«Nous pensons que sa conduite ne constitue pas une évasion qui« en soi »justifie l'application de l'ensemble des mesures de coercition qui lui ont été appliquées, mesures qui à notre avis devraient être modifiées, ne maintenant que l'interdiction de quitter le pays. pour avoir paru judicieux et moins contraignant pendant le déroulement de la procédure au principal, dont les faits ont déterminé son application », lit-on dans l'ordonnance de cette juridiction.

Le général Bento dos Santos «kangamba», marié à une nièce de l'ancien chef de l'État angolais (1979-2017), José Eduardo dos Santos, et président du club de football de Luanda Kabuscorp Sport Clube do Palanca, a été arrêté le 29 février , dans la province de Cunene, selon le bureau du procureur général (PGR), alors qu'il tentait de s'échapper en Namibie, une accusation que l'homme d'affaires a également démentie.

L'ancien chef du Mouvement populaire pour la libération de l'Angola (MPLA) a été arrêté, selon le PGR, soupçonné de << pratique du crime de fraude par fraude >>, et un pistolet et des valeurs de kwanza (monnaie) ont été appréhendés au moment de l'arrestation. Angolais) et rands (monnaie sud-africaine) qui n'ont pas été divulgués.

Après avoir été entendu à la Direction nationale des enquêtes et des actions criminelles (DNIAP), Bento «Kangamba» a été remis en liberté, mais soumis à des mesures coercitives, empêché de changer de domicile ou absent pendant plus de cinq jours sans communiquer où il se trouve , de quitter le pays et la province de Luanda et avec l'obligation de se présenter périodiquement aux autorités tous les quinze jours.

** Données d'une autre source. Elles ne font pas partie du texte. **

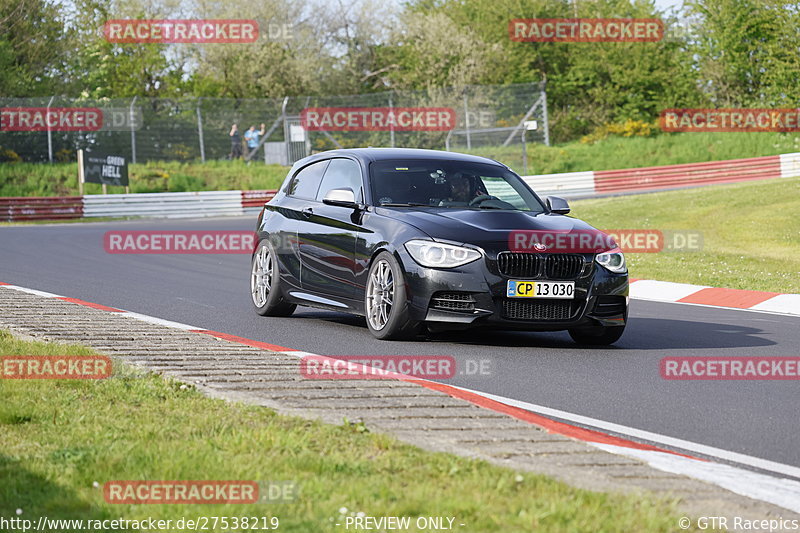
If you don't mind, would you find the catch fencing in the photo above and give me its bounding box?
[0,153,800,222]
[0,84,549,165]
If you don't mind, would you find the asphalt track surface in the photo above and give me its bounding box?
[0,216,800,467]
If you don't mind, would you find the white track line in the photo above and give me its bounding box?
[458,387,800,478]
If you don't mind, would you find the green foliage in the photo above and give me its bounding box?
[581,119,658,144]
[0,0,800,143]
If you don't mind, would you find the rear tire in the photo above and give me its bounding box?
[250,240,297,316]
[569,326,625,346]
[364,252,420,340]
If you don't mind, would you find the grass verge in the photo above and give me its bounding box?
[0,331,692,533]
[572,178,800,293]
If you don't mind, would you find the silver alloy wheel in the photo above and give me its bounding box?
[250,246,272,307]
[366,259,394,331]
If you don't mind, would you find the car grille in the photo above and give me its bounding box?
[503,300,572,320]
[430,292,475,312]
[592,296,625,317]
[497,252,583,279]
[544,254,583,279]
[497,252,542,278]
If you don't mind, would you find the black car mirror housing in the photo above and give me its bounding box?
[322,187,358,209]
[546,196,570,215]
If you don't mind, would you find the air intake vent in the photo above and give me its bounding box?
[430,292,475,312]
[503,300,572,320]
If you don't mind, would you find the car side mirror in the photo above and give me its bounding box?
[322,187,358,209]
[545,196,569,215]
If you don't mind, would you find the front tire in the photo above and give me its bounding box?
[250,240,297,316]
[364,252,419,340]
[569,326,625,346]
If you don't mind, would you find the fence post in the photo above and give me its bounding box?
[197,96,206,163]
[464,94,472,150]
[130,96,138,163]
[539,81,550,146]
[45,96,55,163]
[389,93,394,148]
[284,96,294,165]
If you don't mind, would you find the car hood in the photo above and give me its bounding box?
[381,208,597,249]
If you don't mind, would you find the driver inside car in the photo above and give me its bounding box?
[448,172,486,204]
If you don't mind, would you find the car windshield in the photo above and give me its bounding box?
[370,159,545,212]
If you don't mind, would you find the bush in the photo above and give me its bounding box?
[581,119,660,144]
[0,146,22,163]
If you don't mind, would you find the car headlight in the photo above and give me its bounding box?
[594,248,628,274]
[406,240,481,268]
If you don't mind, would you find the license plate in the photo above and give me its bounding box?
[506,279,575,300]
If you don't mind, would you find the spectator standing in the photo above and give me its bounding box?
[244,122,267,158]
[228,124,242,160]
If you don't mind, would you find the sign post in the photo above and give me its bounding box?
[78,150,130,194]
[78,150,83,196]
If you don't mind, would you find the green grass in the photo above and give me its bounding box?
[0,331,700,533]
[572,178,800,293]
[0,161,288,196]
[0,133,800,196]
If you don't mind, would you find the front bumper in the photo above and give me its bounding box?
[398,250,628,331]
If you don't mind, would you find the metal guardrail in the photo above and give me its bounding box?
[522,153,800,197]
[0,196,83,222]
[83,191,244,218]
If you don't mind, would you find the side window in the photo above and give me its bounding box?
[286,159,328,200]
[317,159,364,202]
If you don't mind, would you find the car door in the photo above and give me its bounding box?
[272,159,330,287]
[299,158,364,305]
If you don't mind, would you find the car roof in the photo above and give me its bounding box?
[295,148,507,168]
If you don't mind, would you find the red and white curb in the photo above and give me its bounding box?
[0,280,800,513]
[630,279,800,316]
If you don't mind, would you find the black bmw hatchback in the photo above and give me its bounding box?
[250,148,628,344]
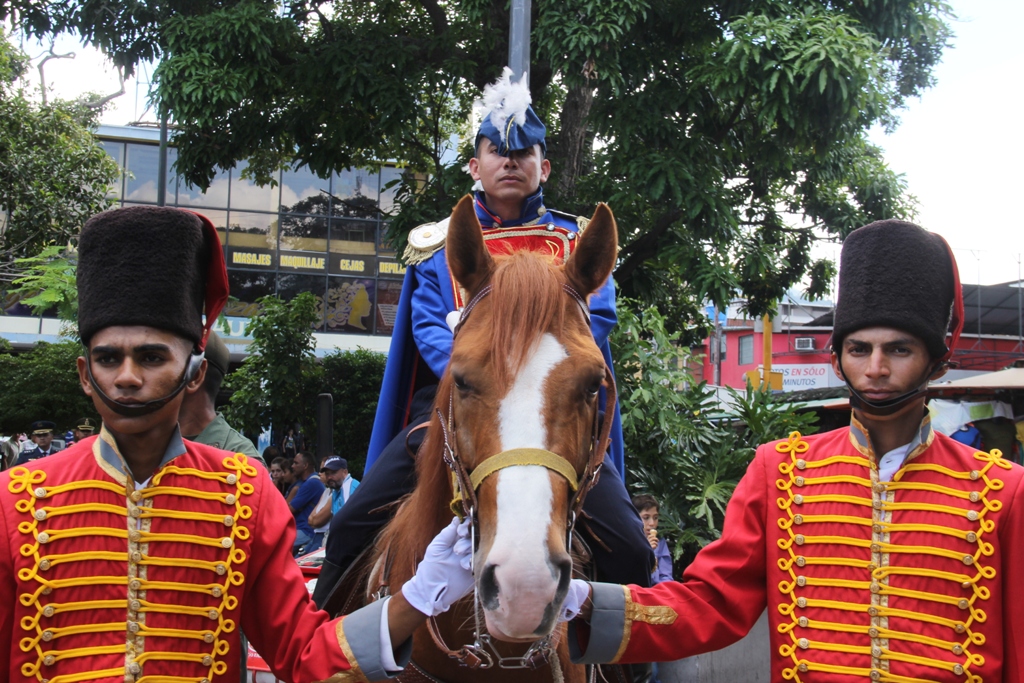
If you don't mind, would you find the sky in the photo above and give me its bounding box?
[24,0,1024,285]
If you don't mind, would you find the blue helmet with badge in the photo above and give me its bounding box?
[474,67,548,157]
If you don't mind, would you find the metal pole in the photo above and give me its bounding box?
[509,0,531,82]
[157,104,167,206]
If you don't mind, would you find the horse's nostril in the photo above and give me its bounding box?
[477,564,498,610]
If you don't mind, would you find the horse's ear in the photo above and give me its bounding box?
[565,204,618,296]
[445,195,495,294]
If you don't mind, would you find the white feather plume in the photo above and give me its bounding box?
[476,67,532,141]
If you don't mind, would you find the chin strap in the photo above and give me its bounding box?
[85,349,206,418]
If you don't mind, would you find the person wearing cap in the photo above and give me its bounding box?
[564,220,1024,683]
[72,418,96,443]
[14,420,59,465]
[314,69,653,605]
[0,207,472,683]
[178,331,266,467]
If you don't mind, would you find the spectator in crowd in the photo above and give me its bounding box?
[633,494,672,586]
[263,456,295,496]
[178,332,266,465]
[72,418,96,443]
[289,451,324,556]
[16,420,59,465]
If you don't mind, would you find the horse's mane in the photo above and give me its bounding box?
[378,251,568,591]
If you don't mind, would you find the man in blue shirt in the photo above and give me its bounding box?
[313,76,653,606]
[288,451,324,555]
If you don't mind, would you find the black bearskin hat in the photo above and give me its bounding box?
[833,220,964,360]
[78,207,227,349]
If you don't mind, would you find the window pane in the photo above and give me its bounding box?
[278,272,327,330]
[327,278,374,333]
[230,164,281,211]
[331,169,379,219]
[125,142,160,204]
[99,140,125,200]
[281,163,331,216]
[178,169,228,209]
[376,280,401,335]
[224,269,276,317]
[380,166,402,215]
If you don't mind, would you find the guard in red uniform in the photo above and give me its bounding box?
[565,221,1024,683]
[0,207,472,683]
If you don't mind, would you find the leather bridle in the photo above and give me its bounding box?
[427,284,615,669]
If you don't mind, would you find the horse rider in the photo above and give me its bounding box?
[0,207,472,683]
[313,70,653,606]
[552,220,1024,683]
[14,420,60,465]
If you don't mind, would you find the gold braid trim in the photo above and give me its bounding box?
[775,432,1011,683]
[7,453,257,683]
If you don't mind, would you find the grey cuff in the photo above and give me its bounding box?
[341,600,413,681]
[569,583,626,664]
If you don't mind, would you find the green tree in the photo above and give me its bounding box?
[322,348,387,478]
[224,292,321,444]
[0,339,99,434]
[0,0,950,331]
[610,306,817,568]
[0,30,119,285]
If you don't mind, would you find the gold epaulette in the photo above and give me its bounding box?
[401,216,451,265]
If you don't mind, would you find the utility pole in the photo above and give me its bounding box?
[509,0,531,83]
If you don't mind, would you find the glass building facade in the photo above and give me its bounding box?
[97,126,404,335]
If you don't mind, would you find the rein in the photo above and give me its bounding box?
[427,284,616,669]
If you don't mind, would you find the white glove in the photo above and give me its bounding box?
[401,517,473,616]
[558,579,590,624]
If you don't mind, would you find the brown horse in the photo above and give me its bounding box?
[370,197,616,683]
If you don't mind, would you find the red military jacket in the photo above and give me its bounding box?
[573,418,1024,683]
[0,430,380,683]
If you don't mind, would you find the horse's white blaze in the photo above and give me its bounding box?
[486,334,568,632]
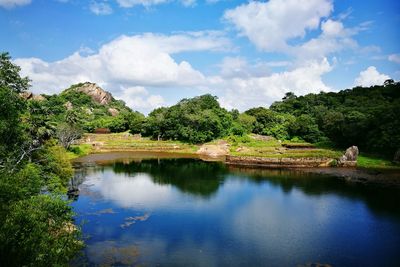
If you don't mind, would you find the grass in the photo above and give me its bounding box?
[357,154,400,169]
[225,135,343,158]
[67,144,93,159]
[72,133,400,169]
[80,133,198,153]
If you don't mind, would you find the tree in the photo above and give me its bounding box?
[57,123,82,149]
[0,53,29,93]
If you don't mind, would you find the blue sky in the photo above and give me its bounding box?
[0,0,400,113]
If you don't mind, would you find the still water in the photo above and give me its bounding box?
[72,154,400,267]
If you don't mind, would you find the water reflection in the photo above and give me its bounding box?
[73,154,400,266]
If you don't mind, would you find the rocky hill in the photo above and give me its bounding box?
[63,82,115,106]
[21,82,143,132]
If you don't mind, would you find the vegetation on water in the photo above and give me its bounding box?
[0,53,83,266]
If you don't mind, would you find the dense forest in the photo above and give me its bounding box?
[0,53,83,266]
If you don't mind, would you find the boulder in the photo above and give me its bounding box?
[76,82,113,105]
[108,108,119,117]
[344,146,358,161]
[393,148,400,163]
[338,146,359,167]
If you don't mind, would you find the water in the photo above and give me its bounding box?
[72,154,400,266]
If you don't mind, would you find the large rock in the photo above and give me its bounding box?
[338,146,359,167]
[76,82,113,105]
[19,91,46,101]
[108,108,119,117]
[393,148,400,163]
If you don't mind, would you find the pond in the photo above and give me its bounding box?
[71,153,400,267]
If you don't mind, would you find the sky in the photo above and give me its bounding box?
[0,0,400,114]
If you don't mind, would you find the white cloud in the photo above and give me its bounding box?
[224,0,337,51]
[214,59,332,111]
[0,0,32,8]
[296,19,358,60]
[15,32,230,99]
[181,0,196,7]
[116,86,165,113]
[117,0,169,8]
[388,54,400,64]
[89,1,113,15]
[354,66,390,87]
[117,0,196,8]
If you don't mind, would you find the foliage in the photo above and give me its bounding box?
[143,94,232,143]
[245,107,295,140]
[270,84,400,155]
[0,195,82,266]
[57,123,82,149]
[0,53,29,93]
[0,54,82,266]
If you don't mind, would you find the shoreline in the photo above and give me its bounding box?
[73,150,400,187]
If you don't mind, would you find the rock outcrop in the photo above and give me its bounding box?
[19,91,46,101]
[75,82,113,105]
[393,148,400,163]
[108,108,119,117]
[338,146,359,167]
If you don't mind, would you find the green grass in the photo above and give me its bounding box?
[67,144,92,159]
[225,136,343,158]
[357,154,400,169]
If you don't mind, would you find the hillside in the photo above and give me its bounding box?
[24,82,144,132]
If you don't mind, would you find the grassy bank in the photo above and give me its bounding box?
[226,136,343,158]
[357,153,400,170]
[68,133,400,170]
[69,133,199,158]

Pour défendre les mesures qui lui ont été imposées, la défense de «Kangamba» affirme qu'il a justifié l'absence d'une précédente notification DNIAP, en décembre, pour «ne pas être dans la province de Luanda» et que «les temps passés» devaient être absents «Pour des raisons de santé en Afrique du Sud».

Il affirme également avoir été avisé, le 28 février, de sa comparution à DNIAP le 5 mars, après avoir été arrêté le même jour alors qu'il était "en voyage d'affaires" dans la province de Cunene, "dans des conditions totalement inhumaines et indignes", garantissant qu '"à aucun moment il n'aurait l'intention de fuir", et il n'avait pas non plus été informé de son statut d'accusé.

Dans une ordonnance datée du 1er juin et reçue au secrétariat judiciaire de la chambre criminelle de la Cour suprême le 9 de ce mois, le juge Daniel Modesto accède partiellement à la demande de contester les mesures d'exécution appliquées, ne maintenant que l'interdiction de quitter le pays.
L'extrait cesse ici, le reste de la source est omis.